There's also another problem: the network is not designed to cover the sky.
Antennas are always tilted in the direction of the ground, to avoid troubles of interferences between different cells, and what we call resurgences (when a cell covers an area it shouldn't). So you'll loose quite quickly the reception.
The higher you go, the higher the number of cells you'll also receive, but as we reuse the same frequencies on different cells, you'll have more and more interferences, and loose the communication.

So all in all, it's not a very good idea.

@++

ShinyGuy
07-29-2002, 08:49 PM
It also could be illegal. The FAA prohibits the use of cellphones in airplanes to prevent overloading the cell networks. Each "cell" has a limited number of phones it can support. When you're using your cellphone while standing on the ground you are connected to between 1 and 5 cells at a time. When you get a cellphone 2000 feet up you can easily connect to 20-200 cells wasting cell network resources. Once you operate a model airplane over a certain altitude (I don't remember the limit but it's pretty low) FAA restrictions apply to it.

Pand0ra
07-30-2002, 07:18 AM
Nop. In fact the mobile is always in standby on one cell, and monitor continiously a max of 5 other cells. Those are called neighbouring cells.
When a com is established, a time slot is used on the serving cell, but that's all. For a GSM network, you can have up to 8 coms per transceiver (8 time slots available), and have up to 16 transceivers per cells.
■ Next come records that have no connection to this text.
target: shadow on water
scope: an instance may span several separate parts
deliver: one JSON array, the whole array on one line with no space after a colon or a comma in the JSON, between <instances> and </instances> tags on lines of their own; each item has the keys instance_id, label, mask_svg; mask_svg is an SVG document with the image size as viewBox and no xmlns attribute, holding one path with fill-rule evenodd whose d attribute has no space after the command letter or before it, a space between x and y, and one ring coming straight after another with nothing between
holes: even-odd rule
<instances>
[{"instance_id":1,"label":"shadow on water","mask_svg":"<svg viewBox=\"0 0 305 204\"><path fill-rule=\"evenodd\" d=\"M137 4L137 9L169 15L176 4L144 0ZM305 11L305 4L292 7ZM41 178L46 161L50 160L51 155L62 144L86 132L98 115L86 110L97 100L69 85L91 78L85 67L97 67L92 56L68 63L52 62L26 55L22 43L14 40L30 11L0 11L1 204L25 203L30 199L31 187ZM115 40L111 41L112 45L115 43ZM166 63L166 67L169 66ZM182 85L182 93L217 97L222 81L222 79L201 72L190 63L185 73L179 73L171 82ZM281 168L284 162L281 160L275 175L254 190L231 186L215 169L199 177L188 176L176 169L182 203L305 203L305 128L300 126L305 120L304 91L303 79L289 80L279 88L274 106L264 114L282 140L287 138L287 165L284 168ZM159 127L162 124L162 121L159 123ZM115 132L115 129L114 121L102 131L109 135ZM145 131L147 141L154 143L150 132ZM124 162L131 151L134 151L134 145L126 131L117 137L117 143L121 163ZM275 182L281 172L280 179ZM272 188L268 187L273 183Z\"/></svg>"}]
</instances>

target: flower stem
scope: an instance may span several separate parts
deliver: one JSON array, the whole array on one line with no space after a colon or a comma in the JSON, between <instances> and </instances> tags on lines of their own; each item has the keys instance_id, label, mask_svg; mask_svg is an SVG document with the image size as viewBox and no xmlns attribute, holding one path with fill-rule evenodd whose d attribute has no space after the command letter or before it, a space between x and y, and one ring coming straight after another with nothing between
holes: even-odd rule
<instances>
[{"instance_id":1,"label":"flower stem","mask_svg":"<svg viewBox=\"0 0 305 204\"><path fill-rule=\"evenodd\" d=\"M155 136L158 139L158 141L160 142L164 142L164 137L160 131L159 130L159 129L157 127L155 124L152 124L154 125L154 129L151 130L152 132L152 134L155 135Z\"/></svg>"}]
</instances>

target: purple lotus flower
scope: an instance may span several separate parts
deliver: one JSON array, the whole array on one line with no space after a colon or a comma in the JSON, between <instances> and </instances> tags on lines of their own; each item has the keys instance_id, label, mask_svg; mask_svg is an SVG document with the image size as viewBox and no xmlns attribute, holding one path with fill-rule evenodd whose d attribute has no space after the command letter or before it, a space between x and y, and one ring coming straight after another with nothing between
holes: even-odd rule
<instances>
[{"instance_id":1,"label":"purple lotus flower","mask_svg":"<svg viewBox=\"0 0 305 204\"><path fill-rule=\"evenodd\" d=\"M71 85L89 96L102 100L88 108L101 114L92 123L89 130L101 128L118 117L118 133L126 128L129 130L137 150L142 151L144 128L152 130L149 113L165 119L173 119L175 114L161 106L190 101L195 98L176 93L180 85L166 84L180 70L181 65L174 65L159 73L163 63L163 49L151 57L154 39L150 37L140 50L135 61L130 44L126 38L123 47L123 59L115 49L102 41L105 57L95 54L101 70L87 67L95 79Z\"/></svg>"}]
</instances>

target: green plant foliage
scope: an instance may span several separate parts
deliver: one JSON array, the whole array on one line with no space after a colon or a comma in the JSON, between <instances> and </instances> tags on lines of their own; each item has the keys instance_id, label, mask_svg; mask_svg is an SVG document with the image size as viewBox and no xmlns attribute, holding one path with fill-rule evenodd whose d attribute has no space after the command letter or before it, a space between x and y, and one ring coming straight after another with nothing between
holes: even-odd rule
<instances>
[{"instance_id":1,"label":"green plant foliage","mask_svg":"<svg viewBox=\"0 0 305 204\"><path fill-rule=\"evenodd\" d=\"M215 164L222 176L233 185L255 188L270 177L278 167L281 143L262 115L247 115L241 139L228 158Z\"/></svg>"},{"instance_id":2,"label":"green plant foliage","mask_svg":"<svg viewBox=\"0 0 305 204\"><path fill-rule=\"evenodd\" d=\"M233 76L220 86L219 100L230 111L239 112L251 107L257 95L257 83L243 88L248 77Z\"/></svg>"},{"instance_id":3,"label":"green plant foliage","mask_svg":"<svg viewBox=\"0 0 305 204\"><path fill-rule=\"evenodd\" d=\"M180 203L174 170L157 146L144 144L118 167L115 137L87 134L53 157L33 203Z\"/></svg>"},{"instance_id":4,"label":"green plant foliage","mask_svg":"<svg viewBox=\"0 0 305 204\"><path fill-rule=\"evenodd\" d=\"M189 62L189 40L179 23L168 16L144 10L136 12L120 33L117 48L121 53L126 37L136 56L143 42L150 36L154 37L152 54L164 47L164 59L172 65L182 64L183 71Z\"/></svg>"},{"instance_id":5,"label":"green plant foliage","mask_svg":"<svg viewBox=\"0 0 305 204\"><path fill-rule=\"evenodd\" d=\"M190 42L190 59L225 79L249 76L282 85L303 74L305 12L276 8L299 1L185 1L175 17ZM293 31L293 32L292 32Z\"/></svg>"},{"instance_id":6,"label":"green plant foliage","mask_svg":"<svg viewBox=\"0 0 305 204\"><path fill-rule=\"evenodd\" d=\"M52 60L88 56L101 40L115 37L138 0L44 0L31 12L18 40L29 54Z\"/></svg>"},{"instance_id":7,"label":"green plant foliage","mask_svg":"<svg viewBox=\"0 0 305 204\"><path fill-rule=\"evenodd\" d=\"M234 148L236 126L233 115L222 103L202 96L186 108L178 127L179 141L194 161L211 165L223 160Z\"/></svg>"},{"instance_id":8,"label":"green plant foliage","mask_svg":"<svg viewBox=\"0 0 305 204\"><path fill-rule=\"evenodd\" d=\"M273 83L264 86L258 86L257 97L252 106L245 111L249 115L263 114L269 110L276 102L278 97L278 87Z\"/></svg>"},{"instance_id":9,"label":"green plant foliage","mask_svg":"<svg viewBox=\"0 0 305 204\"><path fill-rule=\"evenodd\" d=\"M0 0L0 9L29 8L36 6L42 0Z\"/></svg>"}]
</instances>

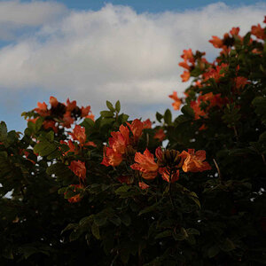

Multiply this by 3 because in general a site (a pylon) contains three cells, and you get a good idea of how many coms you could have on a very very big site :) .
I don't think they're yet bigger configurations than that, and it's not needed in fact.

The problem with the airplanes come from the interferences you could create when your mobile is transmitting informations.
In fact the main causes are design errors in the onboard equipements of some planes.
They shouldn't be sensitive to those kind of interferences. They just don't want to take any risks, which is understandable.